Why does 'device or resource busy' appear even after the container has exited?

The container process is gone, but the kernel still has an active reference count on the overlay mount. This happens when a second process — a log shipper, a debug session, a security agent, or a stale containerd-shim — holds an open file descriptor into the container's overlay upper/work directory. The kernel will not allow umount() until all references are released, returning EBUSY to kubelet's GC loop.

Will restarting containerd kill my running pods?

With containerd v1.6+ and the default 'live-restore' equivalent behavior, a brief containerd restart does not kill running containers because the container processes are managed by per-container shim processes, not containerd itself. However, pod networking and exec sessions will be interrupted momentarily. Always cordon the node first in production to prevent new workloads from scheduling during the restart window.

How do I tell if inode exhaustion is the real cause rather than raw disk space?

Run 'df -i' on the affected node. If the 'IUse%' column shows 100% for the root or containerd filesystem while 'df -h' shows available space remaining, you have inode exhaustion. This is common on nodes running thousands of short-lived containers that each create many small log and metadata files. The fix is the same GC remediation, but the prevention requires setting containerLogMaxFiles and containerLogMaxSize in kubelet config, and potentially reformatting the filesystem with a higher inode ratio (mkfs.ext4 -i 4096) on a replacement volume.

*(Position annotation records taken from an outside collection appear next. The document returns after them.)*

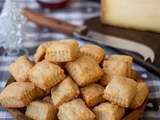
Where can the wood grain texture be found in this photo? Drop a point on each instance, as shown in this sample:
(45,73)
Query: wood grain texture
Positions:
(148,38)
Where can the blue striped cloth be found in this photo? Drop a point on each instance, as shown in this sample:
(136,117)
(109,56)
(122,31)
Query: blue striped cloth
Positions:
(76,13)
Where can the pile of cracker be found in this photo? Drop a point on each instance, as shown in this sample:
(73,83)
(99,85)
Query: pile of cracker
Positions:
(69,82)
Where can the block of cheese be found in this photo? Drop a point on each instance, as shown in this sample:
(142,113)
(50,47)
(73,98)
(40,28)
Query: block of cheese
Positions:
(137,14)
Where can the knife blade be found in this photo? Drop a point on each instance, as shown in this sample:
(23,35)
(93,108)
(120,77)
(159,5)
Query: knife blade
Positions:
(78,32)
(123,44)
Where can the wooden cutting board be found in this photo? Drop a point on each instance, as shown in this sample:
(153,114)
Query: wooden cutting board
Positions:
(149,38)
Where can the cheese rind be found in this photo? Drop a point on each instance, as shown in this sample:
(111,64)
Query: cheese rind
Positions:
(137,14)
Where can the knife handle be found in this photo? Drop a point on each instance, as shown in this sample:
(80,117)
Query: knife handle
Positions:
(146,64)
(50,22)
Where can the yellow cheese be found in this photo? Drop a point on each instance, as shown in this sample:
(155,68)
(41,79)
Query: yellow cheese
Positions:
(137,14)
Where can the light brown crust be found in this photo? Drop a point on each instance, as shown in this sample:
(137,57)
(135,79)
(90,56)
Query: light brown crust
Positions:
(18,94)
(120,91)
(124,58)
(65,91)
(92,94)
(20,68)
(93,51)
(84,70)
(75,110)
(41,51)
(46,75)
(39,110)
(108,111)
(63,51)
(105,79)
(47,99)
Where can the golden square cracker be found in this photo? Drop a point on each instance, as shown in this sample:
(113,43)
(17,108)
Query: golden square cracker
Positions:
(84,70)
(124,58)
(20,68)
(47,99)
(18,94)
(46,75)
(120,91)
(134,75)
(141,94)
(108,111)
(65,91)
(112,67)
(75,110)
(105,79)
(63,51)
(92,94)
(41,51)
(93,51)
(39,110)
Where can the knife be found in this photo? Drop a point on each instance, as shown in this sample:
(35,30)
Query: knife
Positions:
(81,32)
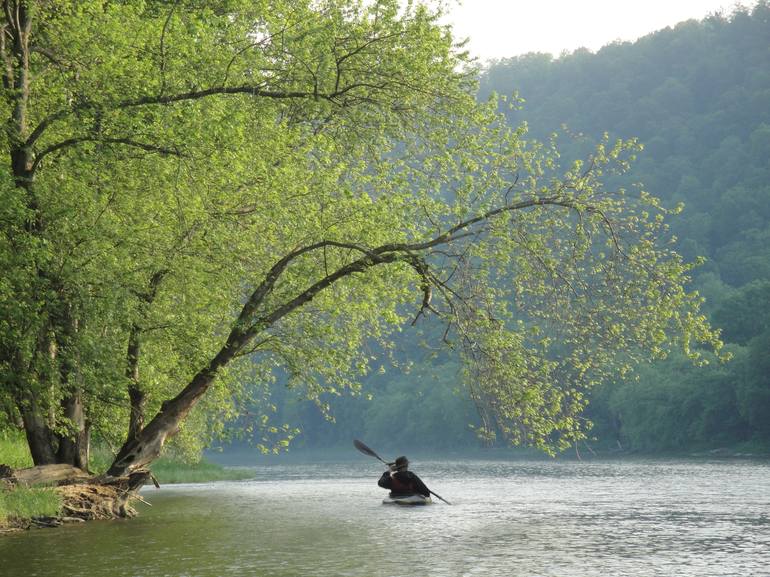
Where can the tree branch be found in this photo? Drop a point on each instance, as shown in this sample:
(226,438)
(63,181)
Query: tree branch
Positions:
(162,150)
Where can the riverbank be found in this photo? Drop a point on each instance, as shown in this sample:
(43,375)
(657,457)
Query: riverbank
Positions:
(23,507)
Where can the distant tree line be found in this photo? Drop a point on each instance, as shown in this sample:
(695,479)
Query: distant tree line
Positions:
(696,96)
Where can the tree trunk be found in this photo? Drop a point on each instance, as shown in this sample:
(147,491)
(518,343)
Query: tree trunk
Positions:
(74,448)
(39,436)
(138,452)
(135,394)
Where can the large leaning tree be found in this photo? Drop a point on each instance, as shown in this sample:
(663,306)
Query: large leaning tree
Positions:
(193,186)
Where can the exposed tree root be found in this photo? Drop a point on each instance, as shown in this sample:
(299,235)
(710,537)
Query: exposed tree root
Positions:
(84,497)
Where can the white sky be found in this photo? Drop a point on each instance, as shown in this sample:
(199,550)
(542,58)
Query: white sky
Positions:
(504,28)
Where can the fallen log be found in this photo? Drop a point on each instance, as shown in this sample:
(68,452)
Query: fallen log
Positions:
(49,475)
(84,496)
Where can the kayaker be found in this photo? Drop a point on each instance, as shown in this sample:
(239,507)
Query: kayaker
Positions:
(401,481)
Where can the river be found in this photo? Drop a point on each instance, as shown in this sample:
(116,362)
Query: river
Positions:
(515,518)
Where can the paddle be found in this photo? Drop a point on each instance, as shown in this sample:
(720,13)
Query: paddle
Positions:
(367,451)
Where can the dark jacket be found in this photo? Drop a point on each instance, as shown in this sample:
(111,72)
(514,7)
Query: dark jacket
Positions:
(403,483)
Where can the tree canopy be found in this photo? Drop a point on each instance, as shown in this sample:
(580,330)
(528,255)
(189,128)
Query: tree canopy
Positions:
(197,189)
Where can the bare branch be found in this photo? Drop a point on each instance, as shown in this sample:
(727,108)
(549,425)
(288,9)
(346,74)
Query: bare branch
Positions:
(162,150)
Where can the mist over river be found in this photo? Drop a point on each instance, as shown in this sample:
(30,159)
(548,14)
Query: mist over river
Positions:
(513,518)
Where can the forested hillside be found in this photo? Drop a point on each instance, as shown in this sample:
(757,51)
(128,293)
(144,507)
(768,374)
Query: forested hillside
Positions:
(698,98)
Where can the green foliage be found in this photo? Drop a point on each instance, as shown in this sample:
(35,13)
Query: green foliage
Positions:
(291,183)
(24,503)
(14,451)
(696,96)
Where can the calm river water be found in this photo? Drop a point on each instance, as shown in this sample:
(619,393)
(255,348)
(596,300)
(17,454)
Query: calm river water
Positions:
(611,518)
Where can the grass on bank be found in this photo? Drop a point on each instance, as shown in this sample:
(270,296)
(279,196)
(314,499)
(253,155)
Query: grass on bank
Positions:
(25,503)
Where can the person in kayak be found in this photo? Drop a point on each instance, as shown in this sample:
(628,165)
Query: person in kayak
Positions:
(401,481)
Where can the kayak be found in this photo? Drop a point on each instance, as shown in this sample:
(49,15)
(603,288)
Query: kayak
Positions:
(415,499)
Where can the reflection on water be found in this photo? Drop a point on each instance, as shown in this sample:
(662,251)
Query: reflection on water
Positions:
(639,518)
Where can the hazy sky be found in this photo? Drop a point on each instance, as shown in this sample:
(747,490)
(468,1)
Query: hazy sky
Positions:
(502,28)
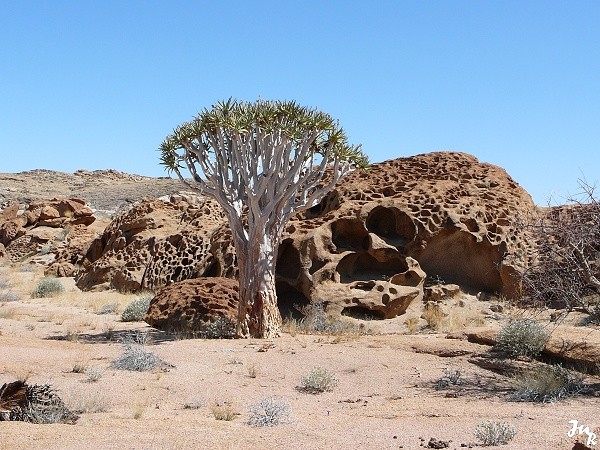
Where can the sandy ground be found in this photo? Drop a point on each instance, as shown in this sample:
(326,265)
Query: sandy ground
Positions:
(385,397)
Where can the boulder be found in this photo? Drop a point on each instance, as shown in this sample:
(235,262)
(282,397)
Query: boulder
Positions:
(367,249)
(202,306)
(437,216)
(42,222)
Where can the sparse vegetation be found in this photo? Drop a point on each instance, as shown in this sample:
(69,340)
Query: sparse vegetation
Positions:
(193,404)
(317,321)
(137,309)
(450,377)
(8,296)
(269,412)
(523,337)
(565,274)
(318,380)
(94,374)
(109,308)
(48,287)
(89,403)
(253,371)
(138,410)
(223,411)
(547,384)
(495,433)
(136,358)
(220,328)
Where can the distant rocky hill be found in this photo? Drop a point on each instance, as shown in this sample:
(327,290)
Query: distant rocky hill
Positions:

How to Fix Kubelet Garbage Collection Failures Caused by Device or Resource Busy Locks

Threat/Impact Level: HIGH | Exploitability/Downtime Risk: HIGH | Time to Fix: 15–30 mins

TL;DR

What broke: Kubelet's garbage collection loop cannot remove stopped/dead containers because the overlay or devicemapper mount is still held open by a leaked process, a stale bind mount, or a zombie containerd/docker shim.
How to fix it: Identify the blocking PID with lsof or fuser, kill or unmount it, then force-trigger GC or restart the container runtime.
Shortcut: Use our Client-Side Sandbox below to auto-refactor your kubelet config and generate the exact crictl/nsenter remediation commands for your specific runtime.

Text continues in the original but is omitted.